I've been through google and the man pages - no avail. If anyone can
help, I'd be very grateful :)

slapd.conf acl:

access to attrs=userPassword
         by peername.path="/var/run/slapd/ldapi" manage
         by dn="cn=admin,dc=dighum,dc=kcl,dc=ac,dc=uk" manage
         by self write
         by * auth

This allows ldappasswd to work, but of course, it also allows anybody to
issue an ldapmodify against their own record and store a weak hash (eg
{crypt} ) or worse, bypass my check_password plugin policy enforcer.

Removing the "self write" line kills ldapmodify, but also seems to break
the password modify exop issues by ldappasswd.

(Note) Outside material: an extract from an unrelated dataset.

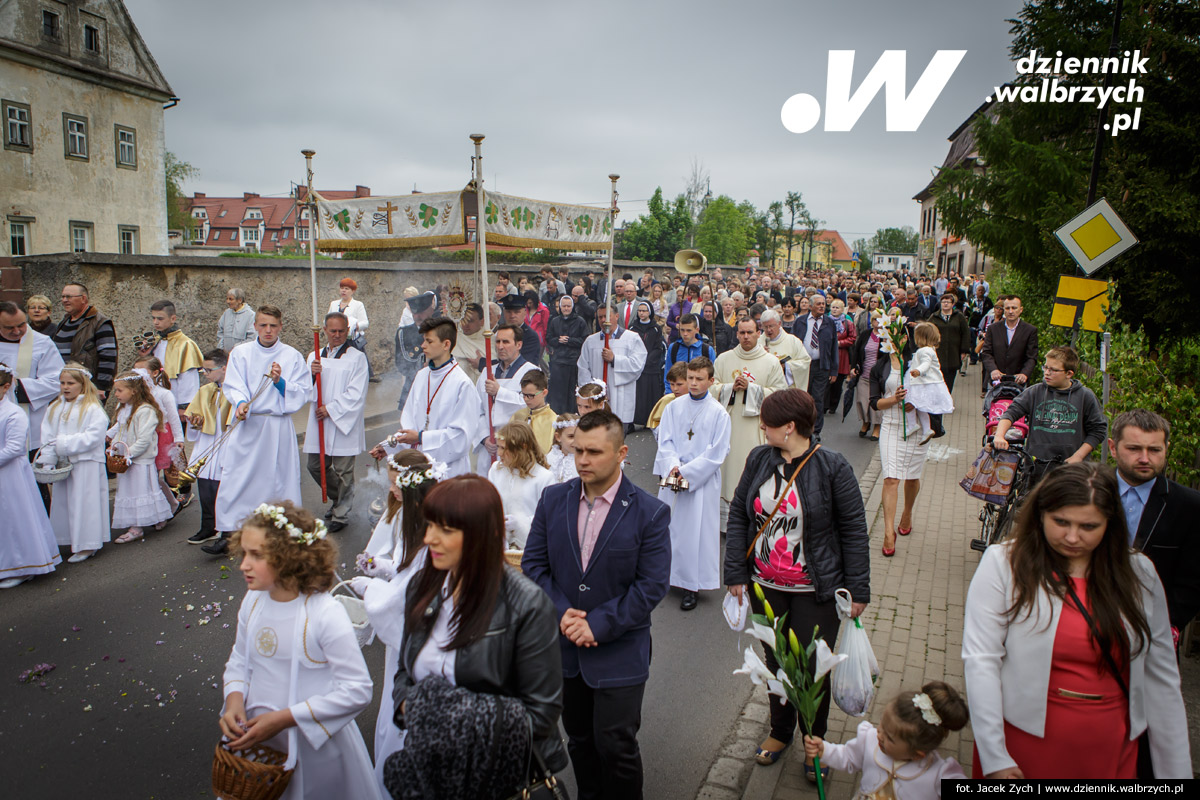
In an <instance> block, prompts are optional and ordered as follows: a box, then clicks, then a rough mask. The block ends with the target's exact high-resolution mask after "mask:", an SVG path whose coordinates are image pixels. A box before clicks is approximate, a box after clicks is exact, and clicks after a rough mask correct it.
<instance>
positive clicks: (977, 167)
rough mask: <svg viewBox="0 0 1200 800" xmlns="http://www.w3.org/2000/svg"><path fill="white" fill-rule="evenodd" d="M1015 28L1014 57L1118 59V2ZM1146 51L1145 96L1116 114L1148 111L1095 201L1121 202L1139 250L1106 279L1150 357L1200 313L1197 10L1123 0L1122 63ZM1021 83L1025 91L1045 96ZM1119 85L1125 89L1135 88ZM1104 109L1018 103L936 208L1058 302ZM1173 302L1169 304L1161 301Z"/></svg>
mask: <svg viewBox="0 0 1200 800" xmlns="http://www.w3.org/2000/svg"><path fill="white" fill-rule="evenodd" d="M1009 22H1010V23H1012V32H1013V44H1012V48H1010V53H1012V55H1013V58H1014V59H1015V58H1022V56H1027V55H1028V53H1030V50H1031V49H1037V50H1038V53H1039V54H1042V53H1045V54H1052V53H1055V52H1057V50H1062V52H1063V54H1064V55H1069V56H1075V58H1102V59H1103V58H1105V56H1108V54H1109V53H1108V50H1109V47H1108V46H1109V41H1110V37H1111V26H1112V4H1111V2H1104V1H1102V0H1072V1H1067V0H1027V1H1026V2H1025V6H1024V7H1022V10H1021V13H1020V16H1019V18H1018V19H1013V20H1009ZM1124 50H1129V52H1130V53H1132V52H1133V50H1140V52H1141V56H1142V58H1146V59H1147V62H1146V64H1147V66H1146V70H1147V72H1146V74H1134V76H1129V77H1132V78H1134V79H1135V80H1136V83H1138V85H1139V86H1140V88H1141V89H1142V90H1144V96H1141V97H1138V96H1136V95H1135V96H1134V97H1133V102H1127V103H1110V104H1111V106H1112V108H1111V109H1110V110H1109V113H1108V119H1106V121H1108V124H1110V125H1111V124H1112V114H1116V113H1121V114H1133V113H1134V110H1135V108H1140V125H1139V130H1136V131H1133V130H1130V131H1124V132H1122V133H1120V136H1104V137H1102V140H1103V158H1102V162H1100V174H1099V184H1098V191H1097V197H1103V198H1106V199H1108V200H1109V203H1110V204H1112V206H1114V209H1116V211H1117V213H1118V215H1121V217H1122V219H1124V222H1126V223H1127V224H1128V225H1129V228H1130V229H1132V230H1133V231H1134V233H1135V234H1138V235H1139V239H1140V240H1141V243H1140V245H1139V246H1138V247H1135V248H1133V249H1130V251H1129V252H1127V253H1124V254H1122V255H1121V257H1120V258H1117V259H1115V260H1114V261H1111V263H1110V264H1109V265H1108V266H1105V267H1104V269H1103V270H1102V271H1100V272H1099V275H1097V277H1099V278H1109V279H1111V281H1114V282H1115V295H1116V299H1117V301H1118V302H1117V303H1115V309H1114V315H1115V317H1116V318H1117V320H1120V321H1121V323H1123V324H1126V325H1127V326H1128V327H1129V329H1132V330H1138V329H1144V330H1145V333H1146V339H1147V343H1148V344H1150V347H1152V348H1153V347H1156V345H1157V344H1158V343H1159V342H1163V341H1177V339H1182V338H1186V337H1192V336H1194V333H1195V311H1194V309H1195V308H1196V305H1198V302H1200V273H1198V271H1196V270H1195V266H1194V263H1195V254H1196V253H1198V252H1200V14H1198V13H1196V8H1195V4H1189V2H1176V1H1172V0H1147V1H1145V2H1133V1H1132V0H1127V1H1124V5H1123V17H1122V24H1121V35H1120V42H1118V52H1120V53H1122V54H1123V52H1124ZM1040 80H1042V76H1037V74H1033V76H1020V77H1019V78H1018V80H1016V85H1018V86H1025V85H1030V86H1040ZM1127 80H1128V77H1126V76H1121V77H1118V78H1117V79H1116V82H1115V85H1121V84H1124V83H1126V82H1127ZM1058 82H1060V84H1062V85H1068V86H1070V85H1093V84H1098V83H1099V79H1098V76H1096V74H1082V76H1061V77H1058ZM1097 116H1098V114H1097V109H1096V107H1094V104H1085V103H1032V102H1028V103H1027V102H1008V103H1003V104H1001V103H997V104H994V106H991V107H990V108H989V109H988V110H986V112H985V113H983V114H980V115H979V116H978V118H977V119H976V121H974V124H973V133H974V137H976V144H977V150H978V154H979V162H980V164H983V166H984V167H985V168H984V169H979V168H978V166H976V164H965V166H958V167H954V168H950V169H946V170H943V172H942V173H941V175H940V176H938V180H937V182H936V186H935V190H936V191H937V207H938V211H940V212H941V213H942V219H943V221H944V223H946V227H947V229H948V230H950V231H952V233H954V234H958V235H965V236H967V237H968V239H970V240H971V241H973V242H974V243H977V245H978V246H979V247H980V248H982V249H984V251H986V252H988V253H989V254H990V255H992V257H995V258H996V259H997V260H1000V261H1002V263H1003V264H1006V265H1007V266H1008V267H1009V269H1012V270H1015V271H1019V272H1021V273H1025V275H1026V276H1027V278H1028V283H1030V285H1032V287H1036V288H1037V289H1038V290H1042V291H1046V293H1051V291H1052V290H1054V288H1055V285H1056V282H1057V276H1060V275H1072V273H1076V269H1075V265H1074V263H1073V261H1072V260H1070V258H1069V257H1068V255H1067V252H1066V251H1064V249H1063V248H1062V246H1061V245H1060V243H1058V241H1057V240H1056V239H1055V236H1054V230H1055V229H1056V228H1058V227H1061V225H1062V224H1063V223H1066V222H1067V221H1068V219H1070V218H1072V217H1073V216H1075V215H1076V213H1079V212H1080V211H1081V210H1082V209H1084V206H1085V201H1086V198H1087V186H1088V176H1090V170H1091V162H1092V152H1093V146H1094V145H1096V140H1097V138H1096V131H1097V127H1096V126H1097ZM1168 297H1169V302H1164V300H1165V299H1168Z"/></svg>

So - how do I allow ldappasswd to work (which respects the policies and
allows the server to hash the password using its default hash - SSHA1 in
my case) whilst disallowing *direct* modify access to the userPassword:
entry?

Answers on a postcard, or a wet herring as appropriate :-|

Many thanks!

Tim



--
Tim Watts
Personal Blog: http://www.dionic.net/tim/

"History will be kind to me for I intend to write it."